Wie schon in den letzten Jahren ermöglichte es die Gerda Henkel Stiftung auch in diesem Jahr fünf Stipendiaten, an einer von insgesamt zwei Sommerakademien der Hamburger Alfred Toepfer Stiftung F.V.S. teilzunehmen. Die Toepfer Stiftung organisiert unter anderem ein Stipendienprogramm für Studierende und Promovenden aus Mittel- und Osteuropa, die an deutschen bzw. Wiener Hochschulen studieren oder forschen. Dazu kommt noch ein Stipendium für Nachwuchswissenschaftler aus Oxford, das eine zweijährige Unterstützung für Forschung in Deutschland bietet. Um ein gegenseitiges Kennenlernen der Stipendiaten zu ermöglichen, werden seit einigen Jahren auf dem Gut Siggen in Holstein Sommerakademien ausgerichtet, bei denen vormittags in Seminaren gearbeitet wird, am Nachmittag aber so viel Freizeit zur Verfügung steht, dass Ausflüge unternommen oder Konzerte gegeben werden können, und man Zeit für Gespräche oder die nahe Ostsee findet.
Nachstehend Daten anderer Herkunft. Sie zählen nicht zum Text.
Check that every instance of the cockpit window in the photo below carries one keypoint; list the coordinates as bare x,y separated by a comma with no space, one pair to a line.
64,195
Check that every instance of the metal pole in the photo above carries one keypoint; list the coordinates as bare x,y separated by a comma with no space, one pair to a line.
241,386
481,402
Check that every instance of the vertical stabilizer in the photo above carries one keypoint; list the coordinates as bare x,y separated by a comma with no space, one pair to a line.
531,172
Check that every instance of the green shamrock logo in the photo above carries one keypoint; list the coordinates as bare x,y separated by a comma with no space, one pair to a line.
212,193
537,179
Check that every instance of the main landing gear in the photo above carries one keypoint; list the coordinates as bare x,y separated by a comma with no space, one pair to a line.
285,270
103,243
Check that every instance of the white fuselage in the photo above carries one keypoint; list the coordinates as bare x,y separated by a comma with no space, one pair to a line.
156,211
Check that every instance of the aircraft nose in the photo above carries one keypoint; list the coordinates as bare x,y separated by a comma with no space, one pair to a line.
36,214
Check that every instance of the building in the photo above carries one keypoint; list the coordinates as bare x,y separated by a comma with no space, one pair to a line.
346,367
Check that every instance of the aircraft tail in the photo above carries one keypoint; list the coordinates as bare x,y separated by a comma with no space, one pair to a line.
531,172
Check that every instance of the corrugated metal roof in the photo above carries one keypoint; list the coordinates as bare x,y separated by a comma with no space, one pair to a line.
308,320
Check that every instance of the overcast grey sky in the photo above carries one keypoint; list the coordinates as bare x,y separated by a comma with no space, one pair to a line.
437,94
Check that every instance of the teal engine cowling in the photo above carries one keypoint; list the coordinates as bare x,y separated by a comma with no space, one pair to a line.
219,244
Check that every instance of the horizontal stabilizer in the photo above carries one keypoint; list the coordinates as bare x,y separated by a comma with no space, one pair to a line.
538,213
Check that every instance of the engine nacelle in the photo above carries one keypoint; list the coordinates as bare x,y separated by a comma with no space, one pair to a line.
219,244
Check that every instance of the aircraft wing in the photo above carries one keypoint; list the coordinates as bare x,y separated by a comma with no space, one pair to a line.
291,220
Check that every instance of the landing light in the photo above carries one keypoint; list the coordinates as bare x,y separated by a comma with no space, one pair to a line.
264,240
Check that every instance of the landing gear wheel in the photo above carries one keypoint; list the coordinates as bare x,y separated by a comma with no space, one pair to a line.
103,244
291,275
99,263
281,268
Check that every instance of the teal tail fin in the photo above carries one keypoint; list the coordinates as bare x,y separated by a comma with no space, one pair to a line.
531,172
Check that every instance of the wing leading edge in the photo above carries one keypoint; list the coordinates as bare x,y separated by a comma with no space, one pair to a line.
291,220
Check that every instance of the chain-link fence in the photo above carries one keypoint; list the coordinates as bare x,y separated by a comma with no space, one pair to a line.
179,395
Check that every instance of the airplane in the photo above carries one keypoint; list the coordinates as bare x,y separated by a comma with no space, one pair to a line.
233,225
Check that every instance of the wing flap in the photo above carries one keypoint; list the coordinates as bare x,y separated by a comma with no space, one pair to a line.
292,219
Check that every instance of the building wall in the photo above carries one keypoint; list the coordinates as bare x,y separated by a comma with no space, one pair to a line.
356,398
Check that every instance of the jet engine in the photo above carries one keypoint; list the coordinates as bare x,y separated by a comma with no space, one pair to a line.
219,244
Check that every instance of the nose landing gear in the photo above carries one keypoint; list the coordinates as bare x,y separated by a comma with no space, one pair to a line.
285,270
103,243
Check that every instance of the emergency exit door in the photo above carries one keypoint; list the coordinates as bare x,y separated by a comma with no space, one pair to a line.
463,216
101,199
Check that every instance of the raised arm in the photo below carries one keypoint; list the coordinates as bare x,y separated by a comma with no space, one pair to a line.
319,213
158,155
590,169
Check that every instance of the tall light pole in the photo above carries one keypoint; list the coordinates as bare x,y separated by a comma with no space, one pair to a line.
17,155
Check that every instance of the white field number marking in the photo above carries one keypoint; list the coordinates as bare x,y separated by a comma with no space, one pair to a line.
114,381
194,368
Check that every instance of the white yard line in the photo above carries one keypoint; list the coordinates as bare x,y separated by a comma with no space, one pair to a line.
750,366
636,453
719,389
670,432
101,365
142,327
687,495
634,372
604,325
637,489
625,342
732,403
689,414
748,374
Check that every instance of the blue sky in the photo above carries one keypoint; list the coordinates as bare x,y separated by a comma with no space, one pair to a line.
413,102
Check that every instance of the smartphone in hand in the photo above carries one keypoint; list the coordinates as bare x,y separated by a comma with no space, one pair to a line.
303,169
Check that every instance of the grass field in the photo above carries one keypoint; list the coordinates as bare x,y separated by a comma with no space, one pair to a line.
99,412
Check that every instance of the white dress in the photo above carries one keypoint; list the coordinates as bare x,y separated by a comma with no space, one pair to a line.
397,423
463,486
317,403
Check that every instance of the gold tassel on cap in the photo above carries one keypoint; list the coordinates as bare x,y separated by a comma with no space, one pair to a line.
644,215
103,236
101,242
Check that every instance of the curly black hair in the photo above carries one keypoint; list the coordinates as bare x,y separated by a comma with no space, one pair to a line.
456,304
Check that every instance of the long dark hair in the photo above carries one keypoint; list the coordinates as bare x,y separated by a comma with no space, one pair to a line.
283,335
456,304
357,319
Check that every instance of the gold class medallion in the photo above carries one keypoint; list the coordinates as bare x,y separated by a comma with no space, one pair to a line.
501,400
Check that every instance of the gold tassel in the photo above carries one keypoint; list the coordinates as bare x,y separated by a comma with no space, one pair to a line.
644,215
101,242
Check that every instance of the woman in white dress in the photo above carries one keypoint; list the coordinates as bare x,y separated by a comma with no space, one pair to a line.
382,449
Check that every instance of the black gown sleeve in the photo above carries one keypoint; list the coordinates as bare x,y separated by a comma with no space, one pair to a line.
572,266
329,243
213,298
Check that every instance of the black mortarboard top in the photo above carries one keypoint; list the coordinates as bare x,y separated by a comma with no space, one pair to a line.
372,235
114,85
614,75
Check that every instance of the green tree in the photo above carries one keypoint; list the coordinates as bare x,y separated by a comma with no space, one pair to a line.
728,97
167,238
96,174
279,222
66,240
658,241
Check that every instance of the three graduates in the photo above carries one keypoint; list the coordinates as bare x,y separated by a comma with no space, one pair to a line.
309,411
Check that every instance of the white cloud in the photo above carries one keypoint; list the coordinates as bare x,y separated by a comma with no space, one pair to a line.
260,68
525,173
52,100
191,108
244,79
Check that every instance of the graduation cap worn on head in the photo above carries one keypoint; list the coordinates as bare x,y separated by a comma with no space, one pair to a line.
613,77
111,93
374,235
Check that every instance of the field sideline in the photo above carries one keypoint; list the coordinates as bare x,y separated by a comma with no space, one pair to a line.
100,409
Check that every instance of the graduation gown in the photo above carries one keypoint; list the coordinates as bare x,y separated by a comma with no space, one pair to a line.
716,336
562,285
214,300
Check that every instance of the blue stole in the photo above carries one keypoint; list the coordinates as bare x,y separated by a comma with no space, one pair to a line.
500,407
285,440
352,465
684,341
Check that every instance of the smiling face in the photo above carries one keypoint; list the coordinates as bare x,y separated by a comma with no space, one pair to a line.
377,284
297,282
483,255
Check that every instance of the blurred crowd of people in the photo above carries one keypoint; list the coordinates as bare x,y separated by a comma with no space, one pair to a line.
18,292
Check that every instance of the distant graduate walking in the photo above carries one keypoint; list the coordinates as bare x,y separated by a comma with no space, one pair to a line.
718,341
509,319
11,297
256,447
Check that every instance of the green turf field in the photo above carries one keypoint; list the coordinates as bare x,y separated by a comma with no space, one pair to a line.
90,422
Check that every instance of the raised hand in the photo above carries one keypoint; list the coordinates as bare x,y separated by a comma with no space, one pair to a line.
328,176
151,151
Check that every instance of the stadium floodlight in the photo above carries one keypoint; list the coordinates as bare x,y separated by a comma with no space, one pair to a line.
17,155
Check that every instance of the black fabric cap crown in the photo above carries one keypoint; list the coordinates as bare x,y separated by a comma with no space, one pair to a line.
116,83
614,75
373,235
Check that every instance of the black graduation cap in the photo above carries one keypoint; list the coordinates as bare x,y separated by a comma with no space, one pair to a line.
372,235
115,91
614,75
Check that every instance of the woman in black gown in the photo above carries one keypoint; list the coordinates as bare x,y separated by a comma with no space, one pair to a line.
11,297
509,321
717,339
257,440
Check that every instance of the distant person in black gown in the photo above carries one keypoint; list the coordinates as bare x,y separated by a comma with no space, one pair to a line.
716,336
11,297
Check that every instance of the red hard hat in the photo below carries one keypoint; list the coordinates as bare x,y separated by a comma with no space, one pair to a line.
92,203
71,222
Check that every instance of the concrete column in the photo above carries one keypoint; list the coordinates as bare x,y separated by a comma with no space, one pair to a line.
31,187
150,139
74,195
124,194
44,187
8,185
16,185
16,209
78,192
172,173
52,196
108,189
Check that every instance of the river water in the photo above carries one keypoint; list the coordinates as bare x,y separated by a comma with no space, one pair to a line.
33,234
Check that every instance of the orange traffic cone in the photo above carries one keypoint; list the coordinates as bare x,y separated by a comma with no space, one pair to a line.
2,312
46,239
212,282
Aufgrund der Zusammenarbeit der Gerda Henkel Stiftung mit der Alfred Toepfer Stiftung F.V.S. fand ich mich also in der bisher heißesten Woche des Jahres zusammen mit einem hochsympathischen Haufen von Stipendiaten aus den verschiedensten osteuropäischen Ländern (und einem Waliser – es war der Tag nach dem 4:1 Sieg der Nationalmannschaft gegen die Engländer) auf dem gepflegten ehemaligen Landsitz des Stifters im Grünen ein. Anders als die Henkel Stiftung, die ja rein wissenschaftlich fördert, versteht sich die Toepfer Stiftung als ideeller Förderer und sucht durch ein mehrstufiges Auswahlverfahren außergewöhnliche Persönlichkeiten, die sie fördern kann. Dass dieses Verfahren funktioniert, zeigte sich eindrucksvoll an der einmaligen Stimmung der Akademie. Die Stiftung fördert sehr breit, so dass sich auf dem Gut unter anderem eine russische Dirigentin, eine georgische Architektin, ein albanischer Violinist, ein bulgarischer Oboist, ein russischer Jurist, eine litauische Kunsthistorikerin, eine Linguistin aus Tatarstan, eine Modedesignerin aus Weißrussland und noch andere Vertreter unterschiedlicher Länder und Disziplinen einfanden. Ein weiterer Stipendiat der Henkel-Stiftung und ich waren die einzigen Deutschen, insgesamt nahmen an der Akademie 14 Stipendiaten teil. Schnell wurde durch die gediegene und angenehme Atmosphäre des Veranstaltungsortes, aber auch durch die Freundlichkeit und Herzlichkeit der Stipendiaten und Stiftungsmitarbeiter klar, dass uns eine spannende und gute Woche bevorstehen würde.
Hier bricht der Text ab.